Pelan tapi pasti bayang masa lalu itu hadir dalam
keseharianku di Jakarta. Hari demi hari, bulan berganti bulan hingga tahunpun
berganti. Mencari dan terus mencari melalui media onlinepun ku jalani demi hanya
untuk mendengar kabar dan bagaimana Ening sekarang. Rupaya Tuhan menjawab
seuntai do’a dalam keputus asaan. Malam itu aku online dengan media social yang
sudah lama tak aku sentuh karena kesibukanku dalam bekerja.
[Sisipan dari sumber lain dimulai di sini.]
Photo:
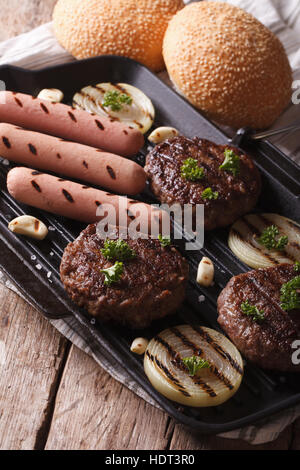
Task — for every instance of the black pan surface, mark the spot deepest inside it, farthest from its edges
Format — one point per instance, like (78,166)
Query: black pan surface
(34,266)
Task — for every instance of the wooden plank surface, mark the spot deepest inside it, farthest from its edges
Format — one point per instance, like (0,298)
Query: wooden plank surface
(32,359)
(54,396)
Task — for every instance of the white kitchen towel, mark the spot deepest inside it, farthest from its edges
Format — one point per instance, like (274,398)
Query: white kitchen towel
(39,48)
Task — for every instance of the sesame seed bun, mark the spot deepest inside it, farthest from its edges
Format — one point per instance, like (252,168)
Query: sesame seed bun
(228,64)
(127,28)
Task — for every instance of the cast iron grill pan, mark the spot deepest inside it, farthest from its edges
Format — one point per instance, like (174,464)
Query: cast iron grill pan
(34,266)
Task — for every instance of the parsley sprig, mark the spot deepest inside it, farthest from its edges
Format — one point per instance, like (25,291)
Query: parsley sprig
(117,250)
(190,170)
(113,274)
(269,239)
(116,100)
(231,162)
(165,241)
(289,295)
(252,311)
(208,193)
(195,363)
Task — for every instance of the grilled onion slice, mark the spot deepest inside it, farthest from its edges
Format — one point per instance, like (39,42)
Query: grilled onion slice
(164,366)
(244,235)
(139,114)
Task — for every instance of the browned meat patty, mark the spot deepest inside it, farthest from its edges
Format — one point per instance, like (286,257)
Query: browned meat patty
(152,284)
(268,342)
(237,194)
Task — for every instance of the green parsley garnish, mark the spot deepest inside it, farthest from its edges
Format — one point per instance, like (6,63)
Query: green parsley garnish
(113,274)
(252,311)
(297,266)
(117,250)
(231,162)
(190,170)
(165,241)
(290,298)
(208,193)
(269,240)
(115,100)
(195,363)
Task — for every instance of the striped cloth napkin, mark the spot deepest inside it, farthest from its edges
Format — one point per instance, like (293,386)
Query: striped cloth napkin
(39,48)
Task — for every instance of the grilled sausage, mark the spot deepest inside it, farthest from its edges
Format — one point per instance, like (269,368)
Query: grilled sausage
(71,159)
(72,124)
(76,201)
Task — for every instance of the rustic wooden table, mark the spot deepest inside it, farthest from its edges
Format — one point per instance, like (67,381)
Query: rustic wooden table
(52,395)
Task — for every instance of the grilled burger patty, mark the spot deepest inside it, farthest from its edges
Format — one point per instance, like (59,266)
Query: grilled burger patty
(268,342)
(237,195)
(152,284)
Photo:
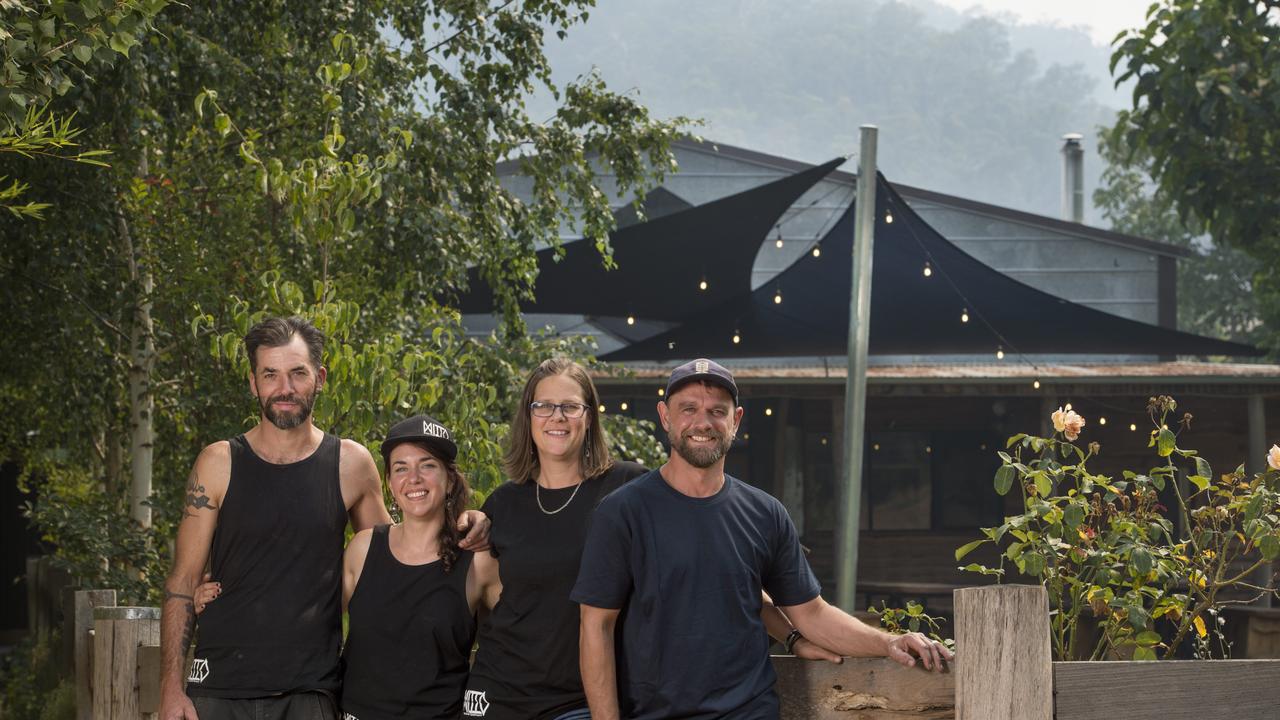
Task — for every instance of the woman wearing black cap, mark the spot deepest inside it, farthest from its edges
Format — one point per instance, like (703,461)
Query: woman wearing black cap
(410,591)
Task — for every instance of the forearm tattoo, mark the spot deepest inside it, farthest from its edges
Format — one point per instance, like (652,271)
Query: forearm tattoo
(187,607)
(196,496)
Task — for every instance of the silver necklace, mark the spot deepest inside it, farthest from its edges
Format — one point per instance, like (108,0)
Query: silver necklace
(538,490)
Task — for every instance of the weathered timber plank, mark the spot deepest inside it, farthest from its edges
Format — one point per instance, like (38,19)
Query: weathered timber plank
(1171,689)
(862,688)
(1005,668)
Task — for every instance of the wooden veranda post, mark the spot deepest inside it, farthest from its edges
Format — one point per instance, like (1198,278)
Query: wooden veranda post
(855,382)
(1004,660)
(117,634)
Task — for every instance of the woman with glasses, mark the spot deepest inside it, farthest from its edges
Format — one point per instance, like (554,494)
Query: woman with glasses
(560,468)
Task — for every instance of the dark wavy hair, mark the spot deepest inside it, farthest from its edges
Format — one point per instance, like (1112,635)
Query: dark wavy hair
(521,458)
(456,500)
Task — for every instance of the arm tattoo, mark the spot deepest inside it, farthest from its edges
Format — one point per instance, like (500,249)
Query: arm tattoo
(196,496)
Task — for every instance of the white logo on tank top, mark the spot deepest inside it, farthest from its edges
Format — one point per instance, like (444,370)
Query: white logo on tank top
(474,703)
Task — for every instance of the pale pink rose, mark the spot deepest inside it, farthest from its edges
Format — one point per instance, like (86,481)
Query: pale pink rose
(1072,424)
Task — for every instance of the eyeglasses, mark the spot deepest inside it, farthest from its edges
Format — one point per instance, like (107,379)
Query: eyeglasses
(571,410)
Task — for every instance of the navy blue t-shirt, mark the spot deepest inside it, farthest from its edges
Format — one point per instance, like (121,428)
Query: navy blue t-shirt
(688,573)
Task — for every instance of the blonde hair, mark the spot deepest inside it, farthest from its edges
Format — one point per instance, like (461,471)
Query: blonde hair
(521,458)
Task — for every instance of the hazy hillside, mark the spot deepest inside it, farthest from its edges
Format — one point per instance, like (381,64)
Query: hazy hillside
(973,106)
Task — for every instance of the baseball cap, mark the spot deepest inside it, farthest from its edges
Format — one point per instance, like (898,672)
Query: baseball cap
(421,428)
(702,369)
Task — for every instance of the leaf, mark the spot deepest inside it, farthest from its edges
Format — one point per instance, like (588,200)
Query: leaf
(1004,479)
(968,547)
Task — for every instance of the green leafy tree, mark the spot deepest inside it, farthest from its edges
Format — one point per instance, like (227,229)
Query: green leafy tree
(1215,288)
(272,164)
(1205,101)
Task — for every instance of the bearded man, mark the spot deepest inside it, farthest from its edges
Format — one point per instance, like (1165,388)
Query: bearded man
(679,557)
(269,510)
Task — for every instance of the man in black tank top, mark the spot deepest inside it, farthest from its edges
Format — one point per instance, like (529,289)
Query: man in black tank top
(268,509)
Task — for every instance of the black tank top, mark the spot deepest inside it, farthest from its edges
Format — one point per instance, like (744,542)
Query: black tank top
(277,551)
(408,637)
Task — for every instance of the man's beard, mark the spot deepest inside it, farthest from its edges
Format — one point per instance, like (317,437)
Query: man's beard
(288,420)
(702,456)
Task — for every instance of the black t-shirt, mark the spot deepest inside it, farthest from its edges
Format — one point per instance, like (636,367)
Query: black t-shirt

Hah ! Ening! Aku kaget
seperti menemukan mutiara yang hilang beberapa tahun lamanya. Sebuah permintaan
pertemanan yang baru saja aku buka.
Seketika itu pula semua menjadi jelas. Aku bukan lelaki yang
dipenuhi rasa penasaran lagi tentang Ening. Ada kelegaan mengetahui kondisinya
dan bahkan keluarganya. Ada kerelaan hati ada keihlasan ada sejuta do’a untuk
Ening dan keluarganya. Oh…kegembiraan ini tak akan mampu aku lukiskan. Meski
aku jago melukis saat SMA dulu.
Akupun demikian bersyukur dengan apa yang tuhan berikan dan
limpahkan kepadaku. Tak terasa mata ini dipenuhi linangan air mata saat memandang
wajah polos seorang istri dihadapanku dan dua putriku ini, yang tak mungkin aku
berbagi cerita bahagia ini. Tapi sudahlah. Dengan hati penuh syukur ini aku
menghadap-Mu yaa Rabb. Limpahkan segala kebaikan buat Ening beserta keluarganya
dan Kami sekeluarga tentunya. Aamiin. (Sebuah Coretan Kehidupan).